Intervention de Robert Badinter

Réunion du 15 décembre 2005 à 15h00
Lutte contre le terrorisme — Article 9

Photo de Robert BadinterRobert Badinter :

Je ne suis pas sûr que l'effectivité de la disposition proposée soit à la mesure des espérances.

Je rappelle qu'aux termes de l'article VIII de la Déclaration des droits de l'homme et du citoyen « la loi ne doit établir que des peines strictement et évidemment nécessaires ». À chaque fois qu'est proposée une modification de peine, on peut s'interroger sur la pratique judiciaire. Si les peines prononcées s'établissent à deux ou trois ans d'emprisonnement, pourquoi les accroître soudainement ?

La criminalisation évoquée vise non pas les actes de terrorisme, mais l'adhésion à une association qui est constituée en vue de. Or ce concept est très flou. Par conséquent, sont concernées les personnes qui sont recrutées. En effet, le sergent recruteur - on pense notamment à un imam qui fanatise des jeunes gens - encourt déjà une peine de vingt ans d'emprisonnement. Est visée la période qui se situe en amont des actes eux-mêmes.

Monsieur le garde des sceaux, je me pose des questions, car la criminalisation que vous proposez n'a pas que des avantages. Pourquoi a-t-on décidé, en 1996, alors que l'on était en présence d'actes de terrorisme, de ne punir les personnes recrutées par l'organisateur que d'une peine d'emprisonnement de dix ans ? Une telle décision permettait à un tribunal de juger rapidement. Par nature, et chacun le sait, le renvoi à une cour d'assises est une procédure longue et lourde. En l'espèce, je ne suis pas sûr que l'on y trouve le moindre avantage. J'y vois au contraire des inconvénients.

Si les personnes visées ont déjà commis des actes de préparation effective, elles sont passibles de sanctions criminelles.

Je me demande donc si l'aggravation de la peine proposée n'aura pas plus d'inconvénients que d'avantages.

Par ailleurs, s'agissant de la période de sûreté, elle existe déjà dans le droit actuel.

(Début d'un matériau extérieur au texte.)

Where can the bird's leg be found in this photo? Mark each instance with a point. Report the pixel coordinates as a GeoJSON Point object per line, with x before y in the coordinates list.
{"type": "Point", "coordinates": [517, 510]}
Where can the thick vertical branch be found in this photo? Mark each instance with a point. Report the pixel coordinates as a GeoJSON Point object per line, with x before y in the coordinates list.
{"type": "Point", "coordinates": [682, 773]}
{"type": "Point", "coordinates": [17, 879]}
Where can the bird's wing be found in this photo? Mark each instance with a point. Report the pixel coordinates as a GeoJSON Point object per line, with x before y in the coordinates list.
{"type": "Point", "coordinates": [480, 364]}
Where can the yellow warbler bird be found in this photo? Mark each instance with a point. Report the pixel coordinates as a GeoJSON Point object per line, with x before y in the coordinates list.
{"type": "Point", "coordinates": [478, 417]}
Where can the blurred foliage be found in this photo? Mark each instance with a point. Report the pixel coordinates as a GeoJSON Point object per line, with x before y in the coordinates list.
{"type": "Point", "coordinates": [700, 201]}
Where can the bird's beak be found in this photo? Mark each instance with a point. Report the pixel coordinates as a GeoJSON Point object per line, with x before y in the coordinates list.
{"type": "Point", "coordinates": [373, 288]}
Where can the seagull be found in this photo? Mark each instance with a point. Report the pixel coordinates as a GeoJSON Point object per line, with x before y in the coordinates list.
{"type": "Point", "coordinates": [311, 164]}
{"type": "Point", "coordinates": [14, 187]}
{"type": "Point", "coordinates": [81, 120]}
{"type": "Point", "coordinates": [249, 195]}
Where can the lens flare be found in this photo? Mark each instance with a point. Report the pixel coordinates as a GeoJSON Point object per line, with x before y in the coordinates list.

Elle peut être prononcée à partir du moment où la durée de l'emprisonnement est supérieure à cinq ans, et la juridiction peut décider de la porter aux deux tiers de la peine.

L'unique avantage de la mesure est que la détention provisoire fixée à trois ans peut passer à quatre ans. Mais dans ce domaine, faites attention ! Trop d'affaires attendent des années avant d'être jugées. Or je crois beaucoup, ici, à l'exemplarité, à la décision qui est rendue rapidement. La durée de dix ans me paraît tout à fait conforme à ce que l'on doit attendre.

Monsieur le rapporteur, des statistiques ont été évoquées. Je les ai étudiées avec attention. Jusqu'en 2004, la moyenne des peines atteint au maximum quarante mois d'emprisonnement - contrairement à ce qui a été indiqué -, sans toutefois que l'on connaisse la durée ferme de cet emprisonnement.

Faut-il, en raison de l'affaire de Strasbourg, renoncer à la promptitude, à la nécessité de rendre rapidement une décision ? Nous sommes tous des adversaires, y compris dans les cas de figure que nous examinons aujourd'hui, d'instructions qui n'en finissent plus. Le prononcé rapide d'une peine est plus efficace, en termes d'effet dissuasif.

Je ne pense pas que la proposition qui nous est faite soit bonne. Je sais bien que les magistrats de la section antiterroriste souhaitent son adoption, mais je ne suis pas sûr que les autres magistrats pensent de même.

Même si j'ai depuis longtemps de la considération pour M. Jean-Louis Bruguière, je ne suis pas certain que, avec cette disposition, le Parlement ne soit pas entraîné dans la mauvaise direction que constitue l'inflation répressive.